His uncle, CR Halliday, had won preselection for the ALP for the seat of Drummoyne and Askin’s working class background had been one of his strengths. But a chance meeting with his old CO Lieutenant-Colonel Robson, then a Liberal MLA for Vaucluse, led to his joining the Liberal Party in 1947  He won the seat of Collaroy for the Liberals in 1950, became deputy leader in 1954 and was elected unopposed as leader of the party in 1959.

David Hickie, in his 1985 book The Prince and the Premier, records that Askin played hooker in the1928 Glebe reserve grade rugby league team and in his twenties played for Glebe Football Club which was then in the Sydney first grade competition, so there can be no doubt of his close association with the suburb.

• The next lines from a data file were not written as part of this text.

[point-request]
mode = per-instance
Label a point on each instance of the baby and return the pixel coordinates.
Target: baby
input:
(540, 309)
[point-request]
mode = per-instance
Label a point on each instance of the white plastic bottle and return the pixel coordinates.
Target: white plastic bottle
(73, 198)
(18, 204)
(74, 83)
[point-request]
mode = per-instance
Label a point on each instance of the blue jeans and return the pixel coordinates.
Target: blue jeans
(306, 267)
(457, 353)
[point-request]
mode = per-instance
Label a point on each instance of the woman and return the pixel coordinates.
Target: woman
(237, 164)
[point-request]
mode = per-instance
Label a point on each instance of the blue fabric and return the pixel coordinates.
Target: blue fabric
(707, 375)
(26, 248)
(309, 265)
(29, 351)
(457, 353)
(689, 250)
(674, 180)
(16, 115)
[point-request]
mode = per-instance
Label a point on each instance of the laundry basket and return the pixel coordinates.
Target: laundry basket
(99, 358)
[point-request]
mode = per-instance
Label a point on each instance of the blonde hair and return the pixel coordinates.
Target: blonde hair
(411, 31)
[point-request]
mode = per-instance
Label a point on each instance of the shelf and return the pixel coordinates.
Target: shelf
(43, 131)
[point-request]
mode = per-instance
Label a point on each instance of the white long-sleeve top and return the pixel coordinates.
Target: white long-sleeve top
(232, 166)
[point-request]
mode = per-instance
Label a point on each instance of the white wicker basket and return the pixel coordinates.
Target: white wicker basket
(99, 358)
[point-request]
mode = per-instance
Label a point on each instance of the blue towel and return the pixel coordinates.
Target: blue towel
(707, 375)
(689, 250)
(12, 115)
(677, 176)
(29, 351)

Askin’s acute sensitivity about the circumstances of his birth may appear exaggerated in our more tolerant 21st century but in the early decades of the last century such origins were so strongly stigmatised that even Askin’s closest associates were never made aware of them. Hickie makes no reference to Askin’s illegitimacy, perhaps because he was unaware of it or because he judged it to be irrelevant. This doesn’t mean that he approved of Askin – far from it. The Prince of the title of his book was Perce Galea, a highly respected and generous member of the Catholic community in Sydney who claimed to have been made a Knight of the Order of St John by the Pope and who appears in the book in a photograph taken together with Cardinal Gilroy and the then Prime Minister Sir Robert Menzies. He need concern us no longer except to say that he became very rich on the proceeds of illegal gambling casinos whose operation was known to and tacitly condoned by the police and is alleged to have paid $100,000 per annum directly to Askin to ensure he could continue to break the law with impunity.

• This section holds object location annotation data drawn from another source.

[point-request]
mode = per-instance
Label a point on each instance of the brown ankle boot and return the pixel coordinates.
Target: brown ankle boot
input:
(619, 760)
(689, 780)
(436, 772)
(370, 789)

Askin’s role in this corrupt regime was never exposed. He was succeeded as Premier by Tom Lewis and briefly by Sir Eric Willis who lost the 1976 election to Neville Wran. It wasn’t until many years later that another premier set up the Independent Commission Against Corruption and, by a delicious irony, became one of its first victims.

Askin was never charged and nothing was ever proved against him but if only half the allegations made against him by Hickie are true then he was certainly one of the most corrupt premiers that NSW has ever had. He died of pneumonia in 1981 leaving an estate valued at $1,985,000.

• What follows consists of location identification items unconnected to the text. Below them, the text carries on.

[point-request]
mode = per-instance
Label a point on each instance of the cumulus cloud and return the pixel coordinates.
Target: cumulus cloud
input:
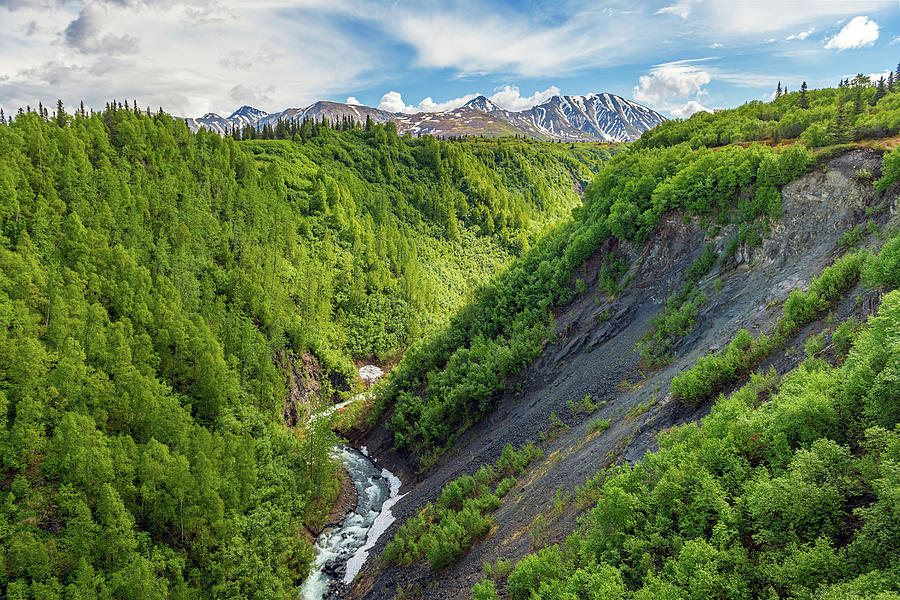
(507, 96)
(510, 98)
(682, 9)
(670, 81)
(802, 35)
(860, 31)
(691, 107)
(242, 94)
(393, 102)
(247, 61)
(84, 34)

Of more interest to Glebe residents is the role he played, or failed to play, in the preservation of our suburb. Viewers of that superb English television program, Yes Minister, will The ‘Old’ foreshore. be aware of the power of the bureaucracy. In Tasmania power, in more than one sense, lay with the HydroElectric Commission. In NSW it was the Department of Main Roads. It had plans to build two expressways, the North-Western and Western, through Glebe. These roads, as well as severely disrupting the lives of residents whose homes would have been demolished, would have divided Glebe into three parts and totally destroyed it as a community. Fortunately there were enough people affected by these proposals to arouse opposition to them which was eventually successful; but that is another story. The point is that ultimate responsibility for the expressway project rested with the state government and more particularly with the cabinet and Askin as Premier.

Having been somewhat unkind to our local boy made good, I feel obliged to add that I don’t believe that corruption is a monopoly of either side of politics or of any particular era. Plus ça change plus c’est la même chose.